Caos e disagi agli sportelli dell'ICI
Abbiamo ricevuto da un nostro aderente la lettera che il Comune
di Torino gli ha mandato e relativa al pagamento dell'ICI.
Nella lettera si legge: "a titolo informativo, Le evidenziamo il dettaglio
dei versamenti da Lei eseguiti per l'anno 2000, che riporta un importo differente
rispetto a quello da noi calcolato, peraltro, sulla base delle informazioni
desunte dalla Sua dichiarazione."
Ma qual è l'importo calcolato dal Comune di Torino ?
La lettera non specifica, era troppo difficile dare più informazioni
evidenziando il calcolo "corretto" del Comune. Così il malcapitato
si chiede se ha pagato di più o di meno rispetto al dovuto.
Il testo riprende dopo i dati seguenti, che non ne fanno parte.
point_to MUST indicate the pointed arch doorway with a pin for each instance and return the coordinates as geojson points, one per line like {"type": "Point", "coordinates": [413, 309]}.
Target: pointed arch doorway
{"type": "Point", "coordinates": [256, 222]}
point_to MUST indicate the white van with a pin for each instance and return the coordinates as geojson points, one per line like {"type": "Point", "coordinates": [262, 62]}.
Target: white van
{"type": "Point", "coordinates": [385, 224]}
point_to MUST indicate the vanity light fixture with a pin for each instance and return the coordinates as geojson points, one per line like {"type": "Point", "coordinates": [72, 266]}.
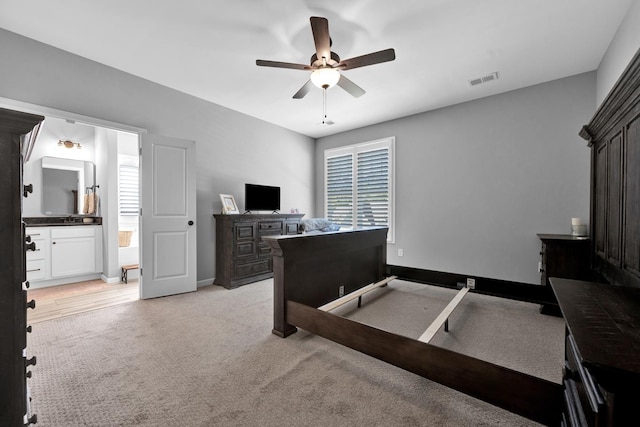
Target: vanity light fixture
{"type": "Point", "coordinates": [69, 144]}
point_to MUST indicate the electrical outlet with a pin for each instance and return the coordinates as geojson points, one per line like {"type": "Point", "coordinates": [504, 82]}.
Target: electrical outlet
{"type": "Point", "coordinates": [471, 283]}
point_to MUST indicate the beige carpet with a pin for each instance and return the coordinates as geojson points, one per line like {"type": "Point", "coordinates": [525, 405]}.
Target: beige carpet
{"type": "Point", "coordinates": [208, 358]}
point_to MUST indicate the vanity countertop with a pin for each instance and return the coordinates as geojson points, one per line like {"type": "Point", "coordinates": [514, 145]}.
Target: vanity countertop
{"type": "Point", "coordinates": [47, 221]}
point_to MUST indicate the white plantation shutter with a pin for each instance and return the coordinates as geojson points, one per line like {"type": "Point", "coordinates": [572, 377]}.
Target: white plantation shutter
{"type": "Point", "coordinates": [359, 185]}
{"type": "Point", "coordinates": [339, 190]}
{"type": "Point", "coordinates": [373, 188]}
{"type": "Point", "coordinates": [128, 190]}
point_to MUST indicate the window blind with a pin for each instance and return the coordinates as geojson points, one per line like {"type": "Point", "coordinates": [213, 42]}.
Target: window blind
{"type": "Point", "coordinates": [359, 185]}
{"type": "Point", "coordinates": [373, 188]}
{"type": "Point", "coordinates": [339, 190]}
{"type": "Point", "coordinates": [128, 190]}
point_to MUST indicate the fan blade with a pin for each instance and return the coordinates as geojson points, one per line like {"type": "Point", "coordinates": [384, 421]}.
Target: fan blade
{"type": "Point", "coordinates": [346, 84]}
{"type": "Point", "coordinates": [320, 30]}
{"type": "Point", "coordinates": [369, 59]}
{"type": "Point", "coordinates": [263, 63]}
{"type": "Point", "coordinates": [303, 90]}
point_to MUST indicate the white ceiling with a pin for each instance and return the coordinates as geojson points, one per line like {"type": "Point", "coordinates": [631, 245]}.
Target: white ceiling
{"type": "Point", "coordinates": [208, 48]}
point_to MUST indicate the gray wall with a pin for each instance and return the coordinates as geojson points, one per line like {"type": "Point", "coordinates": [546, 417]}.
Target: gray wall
{"type": "Point", "coordinates": [476, 181]}
{"type": "Point", "coordinates": [624, 45]}
{"type": "Point", "coordinates": [232, 148]}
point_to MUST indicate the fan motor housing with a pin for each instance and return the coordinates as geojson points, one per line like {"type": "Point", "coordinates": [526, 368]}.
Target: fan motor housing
{"type": "Point", "coordinates": [334, 60]}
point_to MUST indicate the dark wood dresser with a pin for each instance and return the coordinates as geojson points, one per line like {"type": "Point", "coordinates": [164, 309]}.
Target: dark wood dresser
{"type": "Point", "coordinates": [241, 255]}
{"type": "Point", "coordinates": [565, 256]}
{"type": "Point", "coordinates": [602, 353]}
{"type": "Point", "coordinates": [15, 361]}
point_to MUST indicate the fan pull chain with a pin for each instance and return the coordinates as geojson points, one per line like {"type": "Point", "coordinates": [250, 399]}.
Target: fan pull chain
{"type": "Point", "coordinates": [324, 106]}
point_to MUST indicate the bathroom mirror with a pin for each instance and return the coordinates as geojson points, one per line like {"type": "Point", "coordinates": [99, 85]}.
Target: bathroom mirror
{"type": "Point", "coordinates": [66, 183]}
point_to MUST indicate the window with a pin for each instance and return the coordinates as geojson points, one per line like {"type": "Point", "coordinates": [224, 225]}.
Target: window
{"type": "Point", "coordinates": [359, 185]}
{"type": "Point", "coordinates": [128, 190]}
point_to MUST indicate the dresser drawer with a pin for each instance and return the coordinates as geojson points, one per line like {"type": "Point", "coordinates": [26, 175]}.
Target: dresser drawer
{"type": "Point", "coordinates": [244, 231]}
{"type": "Point", "coordinates": [40, 252]}
{"type": "Point", "coordinates": [270, 227]}
{"type": "Point", "coordinates": [253, 268]}
{"type": "Point", "coordinates": [245, 249]}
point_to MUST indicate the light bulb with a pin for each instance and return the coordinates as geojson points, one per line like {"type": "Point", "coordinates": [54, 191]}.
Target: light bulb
{"type": "Point", "coordinates": [325, 77]}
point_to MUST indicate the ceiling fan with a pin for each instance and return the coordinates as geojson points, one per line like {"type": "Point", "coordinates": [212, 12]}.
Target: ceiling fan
{"type": "Point", "coordinates": [325, 65]}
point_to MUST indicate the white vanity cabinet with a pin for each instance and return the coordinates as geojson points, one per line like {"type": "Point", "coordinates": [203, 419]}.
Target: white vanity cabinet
{"type": "Point", "coordinates": [64, 254]}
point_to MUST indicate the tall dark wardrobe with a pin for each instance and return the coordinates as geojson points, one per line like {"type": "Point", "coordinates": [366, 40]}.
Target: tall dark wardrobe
{"type": "Point", "coordinates": [15, 360]}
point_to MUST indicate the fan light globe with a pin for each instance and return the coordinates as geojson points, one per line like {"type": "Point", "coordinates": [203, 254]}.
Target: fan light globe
{"type": "Point", "coordinates": [325, 78]}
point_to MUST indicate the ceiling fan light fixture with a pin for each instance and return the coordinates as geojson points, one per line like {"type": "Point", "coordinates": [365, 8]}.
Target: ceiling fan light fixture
{"type": "Point", "coordinates": [325, 77]}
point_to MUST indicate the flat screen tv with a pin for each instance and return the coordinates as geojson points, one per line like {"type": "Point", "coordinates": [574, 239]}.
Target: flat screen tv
{"type": "Point", "coordinates": [261, 198]}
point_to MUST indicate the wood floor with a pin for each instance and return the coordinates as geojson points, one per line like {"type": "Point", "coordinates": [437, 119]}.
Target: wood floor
{"type": "Point", "coordinates": [64, 300]}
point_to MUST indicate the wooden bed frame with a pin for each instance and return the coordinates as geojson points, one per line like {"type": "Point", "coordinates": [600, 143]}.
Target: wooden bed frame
{"type": "Point", "coordinates": [312, 270]}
La lettera
riporta una serie di numeri telefonici per chiarimenti, ma risultano tutti perennemente
occupati.
Noi abbiamo provato a collegarci al sito
del Comune di Torino, abbiamo verificato la rendita catastale dell'alloggio
dal sito: www.comune.torino.it/ici/rendite.htm,
abbiamo provato a rifare il conto secondo l'aliquota vigente e ci torna il valore
pagato dal nostro aderente, per cui saremmo curiosi di sapere dove il nostro aderente
ha sbagliato.
E' chiaro che un simile comportamento costringe il contribuente a recarsi presso
i fatidici sportelli a chiedere spiegazioni, perdendo un sacco di tempo, ritornando
a casa con la pressione alta, cure mediche, spesa sanitaria alle stelle.

La lettera dimostra quanto sia facile commettere errori nel pagamento dell'ICI. Sarebbe ora che lo Stato pensasse seriamente ad abolire questo dannato balzello. Ad avvalorare la nostra tesi sono alcuni articoli pubblicati su "La Stampa" il 5 ed il 6 di giugno 2001.
"Allo sportello dell'Ici si presenta il caos"
All'ufficio tasse un altro giorno di caos"
"Centinaia di contribuenti ancora in coda sotto il sole"
"Caos e disagi per l'ICI"
Questi i titoli che il quotidiano di Torino riporta nella cronaca
cittadina. Per forza! Ma come si fa quando si ricevono lettere come quella
sopra riportata.
Ennesima dimostrazione che la nostra classe politico/dirigente amministrativa
non sa gestire le informazioni e le risorse che ha a
disposizione, facendo pagare la sua inefficienza al solito proprietario di casa.
Come si fa a districarsi tra la selva di aliquote che certi Comuni, presi dall'euforia
della burocrazia, deliberano allegramente. A titolo di esempio riportiamo le aliquote
vigenti nel Comune di Torino:

C'è da diventare scemi. Più aliquote ci sono
e più facilmente si sbaglia.
Per di più l'aliquota per gli alloggi vuoti da almeno due anni risulta
del 9 per mille!
Vergogna!
Ma anche l'aliquota per gli alloggi adibiti ad abitazione principale
non scherza: 5,75 per mille!
Va da sè che oramai il proprietario di casa è diventato il limone
di riferimento da spremere nel portafoglio e nella sua pazienza.